Saturday, March 10, 2018
I think this is terribly important, but I’ve never seen it described. So, in a few minutes, I’ll share what I think.
Almost animals have memory, save perhaps the simplest single celled organisms. We think plants have a form of memory as well. There’s nothing uniquely human about memory.
Imagination is less common. It’s not uniquely human either; crows, wolves, cephalopods, cetaceans, primates — they all have some form of something that looks like imagination. We think humans have much more of it though. We can create memories of things that have not happened or did not happen. Imagination is a form of ‘false memory’ that we know to be false.
Except … when we don’t know it to be false. And there lies a problem — but I’ll come back to that.

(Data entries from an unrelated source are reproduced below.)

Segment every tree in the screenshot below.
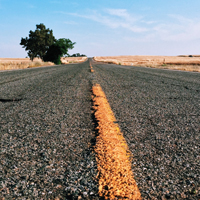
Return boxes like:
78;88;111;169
44;38;76;64
20;23;55;60
68;53;87;57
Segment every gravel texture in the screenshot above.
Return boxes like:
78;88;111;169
0;61;99;200
92;59;200;200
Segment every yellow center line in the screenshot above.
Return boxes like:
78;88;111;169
92;75;142;200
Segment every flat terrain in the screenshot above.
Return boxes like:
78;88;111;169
92;62;200;199
94;55;200;72
0;57;87;70
0;63;98;199
0;60;200;200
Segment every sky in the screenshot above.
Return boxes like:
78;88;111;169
0;0;200;58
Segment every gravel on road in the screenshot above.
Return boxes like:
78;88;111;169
92;62;200;200
0;61;99;200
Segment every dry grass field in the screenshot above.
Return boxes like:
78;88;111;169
94;55;200;72
0;58;54;70
61;57;87;64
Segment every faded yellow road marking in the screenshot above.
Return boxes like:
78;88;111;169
92;84;141;200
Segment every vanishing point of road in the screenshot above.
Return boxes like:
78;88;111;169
0;59;200;200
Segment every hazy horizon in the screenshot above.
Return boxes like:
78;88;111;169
0;0;200;58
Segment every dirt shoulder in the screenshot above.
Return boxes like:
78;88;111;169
94;55;200;72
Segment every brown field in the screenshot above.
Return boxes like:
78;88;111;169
61;57;87;64
0;57;87;70
94;55;200;72
0;58;54;70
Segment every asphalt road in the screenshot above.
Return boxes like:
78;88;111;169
0;61;200;199
0;62;98;199
92;59;200;200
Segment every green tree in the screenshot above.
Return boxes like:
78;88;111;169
44;38;76;64
20;23;56;60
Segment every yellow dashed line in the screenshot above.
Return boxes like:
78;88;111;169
92;84;141;200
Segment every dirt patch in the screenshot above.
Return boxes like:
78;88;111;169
0;58;54;70
94;55;200;72
61;57;87;64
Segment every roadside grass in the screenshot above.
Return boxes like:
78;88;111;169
94;55;200;72
140;64;200;72
0;60;54;70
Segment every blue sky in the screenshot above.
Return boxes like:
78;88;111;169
0;0;200;58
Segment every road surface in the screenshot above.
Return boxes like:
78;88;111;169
0;59;200;199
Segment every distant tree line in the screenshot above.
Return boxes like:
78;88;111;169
20;23;85;64
67;53;87;57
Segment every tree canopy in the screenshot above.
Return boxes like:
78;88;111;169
44;38;75;64
20;23;75;64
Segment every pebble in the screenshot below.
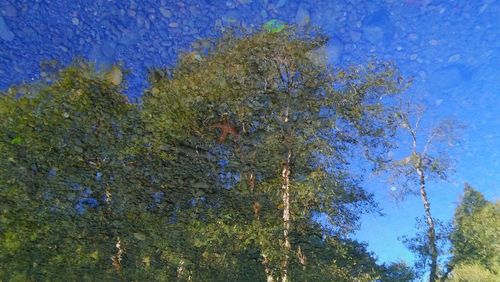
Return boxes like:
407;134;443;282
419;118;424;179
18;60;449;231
295;6;310;26
160;7;172;18
106;66;123;86
448;54;460;63
2;4;17;18
0;16;14;41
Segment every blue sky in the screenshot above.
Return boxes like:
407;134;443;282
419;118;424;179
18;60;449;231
0;0;500;270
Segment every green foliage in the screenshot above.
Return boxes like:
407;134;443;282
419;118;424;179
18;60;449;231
446;264;500;282
450;184;500;274
380;262;417;282
0;27;408;281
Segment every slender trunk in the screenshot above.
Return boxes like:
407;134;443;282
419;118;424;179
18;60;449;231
105;186;123;280
281;149;292;282
247;173;274;282
417;166;438;282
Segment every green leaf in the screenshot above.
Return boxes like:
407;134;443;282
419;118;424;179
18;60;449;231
264;19;285;33
10;136;23;145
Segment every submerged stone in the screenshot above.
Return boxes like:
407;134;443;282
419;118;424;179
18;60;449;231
0;16;14;41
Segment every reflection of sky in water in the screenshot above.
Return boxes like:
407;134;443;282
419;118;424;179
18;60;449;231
0;0;500;260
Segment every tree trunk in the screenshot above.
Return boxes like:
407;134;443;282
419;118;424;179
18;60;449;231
247;173;274;282
281;149;292;282
417;167;438;282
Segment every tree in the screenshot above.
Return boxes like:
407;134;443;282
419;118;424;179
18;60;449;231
450;183;500;281
0;25;410;281
0;63;141;280
385;103;456;282
143;25;401;281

When did humans develop the ability to create false memories and know them to be false? We think it is older than what we call “human” now — we think our fellow modern hominids, Neandertal, Denisovan and more had well developed imaginations. We suspect we have more of this talent though, and that we might have picked up additional abilities as recently as 50,000 to 75,000 years ago.
That’s very recent evolution, so it’s not surprising that, like strength and height, imagination might vary among people. It might vary in the ability to create “false” memories, and, perhaps independently, in the ability to know them to be false.
The latter variation is key. We know from research over the past forty years that it is relatively easy to create false memories in many people, but we also know that some study subjects, typically healthy university students, are more resistant to false memories than others. If we consider imagination as the generation of false memories that we know to be false, then similarly some people will be better at retaining the knowledge of what happened versus what they imagine happened.
So we know this ability to divide imagination from memory varies. It is plausible, and it fits my own experience, that people with “connectopathies” and other cognitive disabilities may have not only more limited imaginations, but also more difficulty separating the memory of what is imagined from all other memory.
I have seen this in someone close to me. When he was a child I would be upset that he was not telling me the truth, but over time I have come to believe that for him memory and imagination are inextricably blurred. What he imagines, what he wishes to be or have been, is poorly separated from what has been. There is just enough separation, I think, to create anxiety or agitation around the recall of false memory, but not enough to tell what is true memory and what is imagination.
I don’t think this problem is unique to persons with an IQ below the 5th percentile. I suspect it’s true for very many people, and it may explain why so many today are susceptible to novel kinds of media manipulation.
It’s a problem we need to research and understand both for persons with cognitive disabilities and for our society.